The shepherd’s cottage where Ann was born is falling to ruin on top of the hill. I wish that it were not so far gone, that the garden where she worked were not overrun with weeds. The garden walls have vanished, sheep crop around the doorstep, and only the two stone benches remain as they were when she was alive. The chimneys have fallen, the wind and rain make free with the windows, inside it is not safe to tread the narrow staircase, and the fireplaces are choked with fallen plaster.

The present owner uses the place for storing apples: he has had most of the rubbish cleaned away, and a pleasant smell lingers there even in summer.

From Ann’s benches, one either side of the gaping door, miles of country can be seen over the roofs of the farm: the winding road to Salus, broadened and macadamised, dipping and rising, the river and the bridge, Salus itself backed by two low hills, again the river meandering yet swift, in winter a red torrent spread sullenly abroad, then away, away to Wales, where turned the eyes of Myfanwy to the mountains whence she came.

It may seem remarkable that Ann in her writing makes use of only the present tense.

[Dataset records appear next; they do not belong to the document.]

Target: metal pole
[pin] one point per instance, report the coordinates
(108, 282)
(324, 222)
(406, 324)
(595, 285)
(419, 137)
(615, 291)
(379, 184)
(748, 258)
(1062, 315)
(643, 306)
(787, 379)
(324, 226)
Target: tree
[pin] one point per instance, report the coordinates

It must be remembered that the entries were made over a space of months, and at the beginning were intended to take the place of speech between her and her sweetheart. Her part of the world, for one reason or another, has preserved little dialect and fewer turns of speech, but the custom of referring to past events as though they were at the moment occurring still survives, and doubtless would be even more prevalent in her day. To me this lends additional strength and vividness to her records, and at times even gives me the uncomfortable feeling of listening at a keyhole.

Curious people may express surprise that a shepherd’s daughter, born nearly a hundred years ago, should attain such proficiency in reading and writing. For my part I can only add that I am glad that it was so.